Legacy API calls in Spark
jmccartin
Registered Posts: 19 ✭✭✭✭
In dataiku's default pyspark recipes, dataiku.spark's get_dataframe takes a sqlContext to return a spark dataframe. This has been a legacy call to the API since Spark 2.0, as the entry point for SQL operations is now via the SparkSession, which has a few subtle, but important differences. While one can create a SparkSession manually, it doesn't appear to work with dataiku's dataframe API.
Please see here for specifics: https://spark.apache.org/docs/2.3.2/api/python/pyspark.sql.html#pyspark.sql.SQLContext
Please see here for specifics: https://spark.apache.org/docs/2.3.2/api/python/pyspark.sql.html#pyspark.sql.SQLContext
Answers
-
Hi,
It is indeed a deliberate choice, as a lot of people still use Spark 1.6 (still the default version in some widely-used Hadoop distributions).

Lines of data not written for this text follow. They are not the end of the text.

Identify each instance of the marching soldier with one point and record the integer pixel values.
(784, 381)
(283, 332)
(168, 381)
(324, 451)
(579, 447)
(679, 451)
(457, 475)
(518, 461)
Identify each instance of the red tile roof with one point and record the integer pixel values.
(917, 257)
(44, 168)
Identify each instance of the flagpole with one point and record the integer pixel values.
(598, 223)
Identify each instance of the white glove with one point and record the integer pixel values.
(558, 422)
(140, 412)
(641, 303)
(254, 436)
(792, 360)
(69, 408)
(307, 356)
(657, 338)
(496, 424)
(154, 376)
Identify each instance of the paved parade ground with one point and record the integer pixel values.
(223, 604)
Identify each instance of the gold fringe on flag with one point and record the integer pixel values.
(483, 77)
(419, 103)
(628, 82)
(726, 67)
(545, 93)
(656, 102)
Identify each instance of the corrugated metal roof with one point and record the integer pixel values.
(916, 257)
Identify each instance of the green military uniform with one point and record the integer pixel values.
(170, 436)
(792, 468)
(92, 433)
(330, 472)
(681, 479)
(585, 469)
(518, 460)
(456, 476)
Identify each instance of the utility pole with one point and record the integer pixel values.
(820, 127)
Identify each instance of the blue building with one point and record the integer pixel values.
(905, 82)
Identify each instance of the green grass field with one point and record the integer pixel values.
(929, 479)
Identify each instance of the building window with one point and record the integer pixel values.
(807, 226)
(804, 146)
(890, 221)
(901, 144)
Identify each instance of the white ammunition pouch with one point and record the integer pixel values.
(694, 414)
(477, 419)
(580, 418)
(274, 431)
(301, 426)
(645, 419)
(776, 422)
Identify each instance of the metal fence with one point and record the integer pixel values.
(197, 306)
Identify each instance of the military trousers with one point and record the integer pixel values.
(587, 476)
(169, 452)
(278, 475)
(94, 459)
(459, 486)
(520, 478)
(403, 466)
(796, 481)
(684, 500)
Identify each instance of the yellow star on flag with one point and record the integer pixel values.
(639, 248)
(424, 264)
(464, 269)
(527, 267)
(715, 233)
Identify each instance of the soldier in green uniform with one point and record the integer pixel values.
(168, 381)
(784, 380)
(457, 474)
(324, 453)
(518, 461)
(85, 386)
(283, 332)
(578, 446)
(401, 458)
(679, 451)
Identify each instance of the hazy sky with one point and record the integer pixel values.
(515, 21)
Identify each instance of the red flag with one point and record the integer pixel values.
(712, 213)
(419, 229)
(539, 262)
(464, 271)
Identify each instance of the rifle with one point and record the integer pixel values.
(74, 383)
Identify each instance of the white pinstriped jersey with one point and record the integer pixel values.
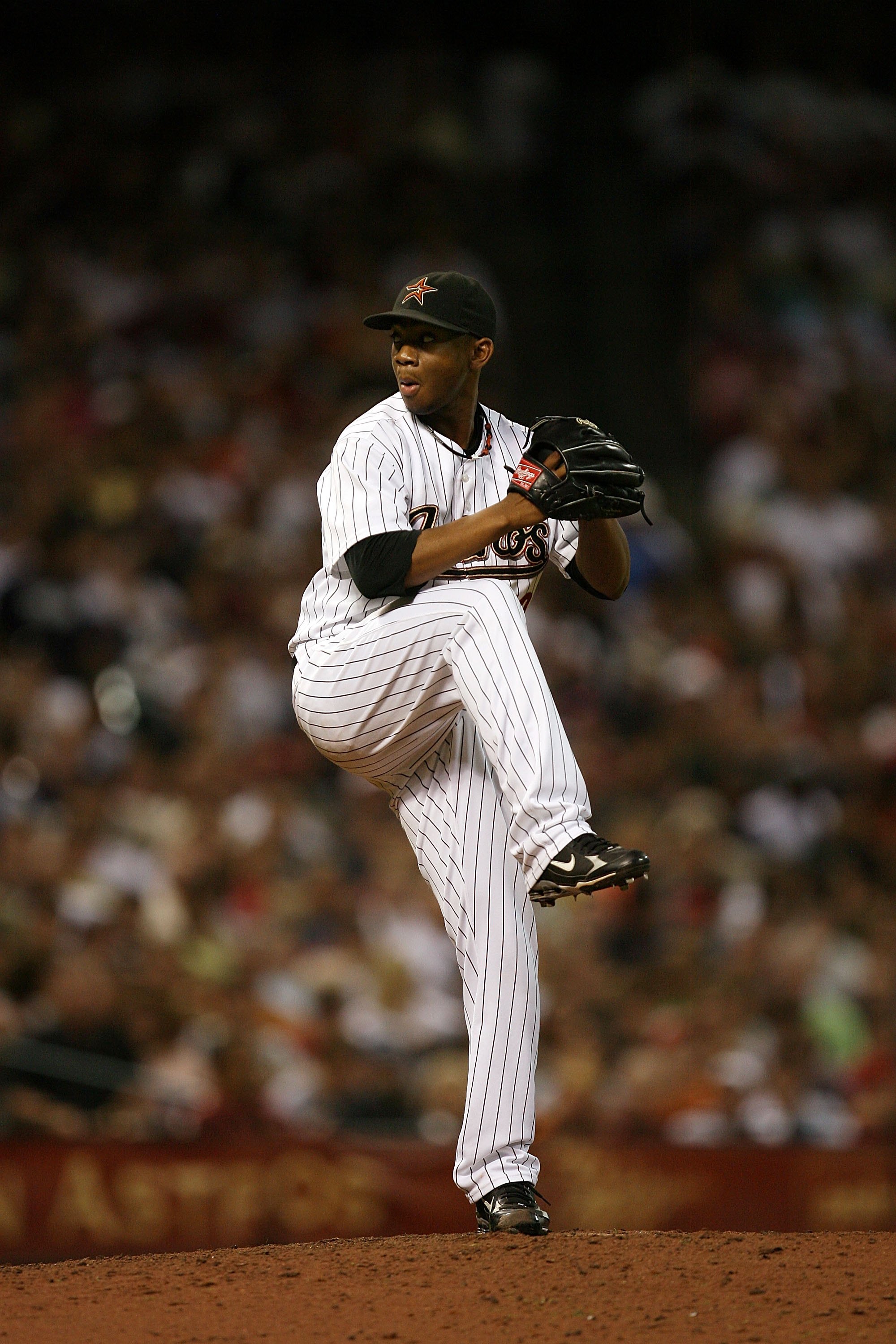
(389, 474)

This way, the recipes you write for one Spark version still work if you switch (via project export, automation node or if your recipe is in a plugin or code sample) to another Dataiku instance that has a different Spark version.

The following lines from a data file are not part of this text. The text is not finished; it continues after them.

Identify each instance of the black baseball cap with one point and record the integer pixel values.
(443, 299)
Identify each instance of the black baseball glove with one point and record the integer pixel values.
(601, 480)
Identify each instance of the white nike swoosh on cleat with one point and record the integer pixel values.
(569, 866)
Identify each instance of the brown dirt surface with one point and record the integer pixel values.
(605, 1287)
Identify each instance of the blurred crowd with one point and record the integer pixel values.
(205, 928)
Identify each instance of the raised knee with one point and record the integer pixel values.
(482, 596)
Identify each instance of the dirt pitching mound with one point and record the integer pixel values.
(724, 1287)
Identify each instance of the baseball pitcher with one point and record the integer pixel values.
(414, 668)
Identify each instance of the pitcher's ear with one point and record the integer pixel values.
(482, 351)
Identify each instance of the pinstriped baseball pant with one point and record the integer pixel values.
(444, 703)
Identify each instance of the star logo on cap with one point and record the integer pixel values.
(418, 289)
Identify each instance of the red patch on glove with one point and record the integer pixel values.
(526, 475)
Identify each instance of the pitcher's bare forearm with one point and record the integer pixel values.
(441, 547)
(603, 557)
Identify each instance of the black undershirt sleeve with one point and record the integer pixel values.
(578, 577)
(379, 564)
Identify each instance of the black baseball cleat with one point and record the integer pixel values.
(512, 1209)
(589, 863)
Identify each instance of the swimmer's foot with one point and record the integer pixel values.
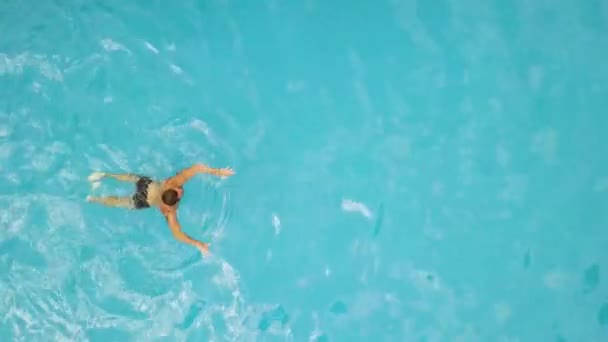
(96, 176)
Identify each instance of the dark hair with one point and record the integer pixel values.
(170, 197)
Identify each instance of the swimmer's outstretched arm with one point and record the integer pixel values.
(184, 175)
(183, 237)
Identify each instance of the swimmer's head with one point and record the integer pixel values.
(170, 197)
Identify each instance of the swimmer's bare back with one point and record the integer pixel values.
(165, 195)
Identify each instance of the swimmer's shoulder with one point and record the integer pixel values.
(155, 190)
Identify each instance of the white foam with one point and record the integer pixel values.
(176, 69)
(276, 223)
(358, 207)
(110, 45)
(151, 47)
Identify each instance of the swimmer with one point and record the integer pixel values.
(165, 195)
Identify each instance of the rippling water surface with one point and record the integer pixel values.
(406, 171)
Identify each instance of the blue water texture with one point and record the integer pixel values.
(405, 170)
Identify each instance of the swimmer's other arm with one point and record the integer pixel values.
(183, 237)
(184, 175)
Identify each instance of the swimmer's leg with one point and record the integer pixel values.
(124, 177)
(113, 201)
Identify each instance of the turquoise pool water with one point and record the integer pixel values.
(406, 171)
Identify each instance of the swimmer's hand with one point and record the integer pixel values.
(223, 172)
(226, 172)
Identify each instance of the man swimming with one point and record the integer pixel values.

Is there something specific that you can't do with the SQL Context / Spark Context and for which you'd need the Spark Session? -
That's a valid answer that I did not consider (those poor folks still on 1.6!). It's not a major problem, but IRC there are some ways of operating with SQL/Hive tables that will not be future compatible when going through the sqlContext (it will eventually be deprecated).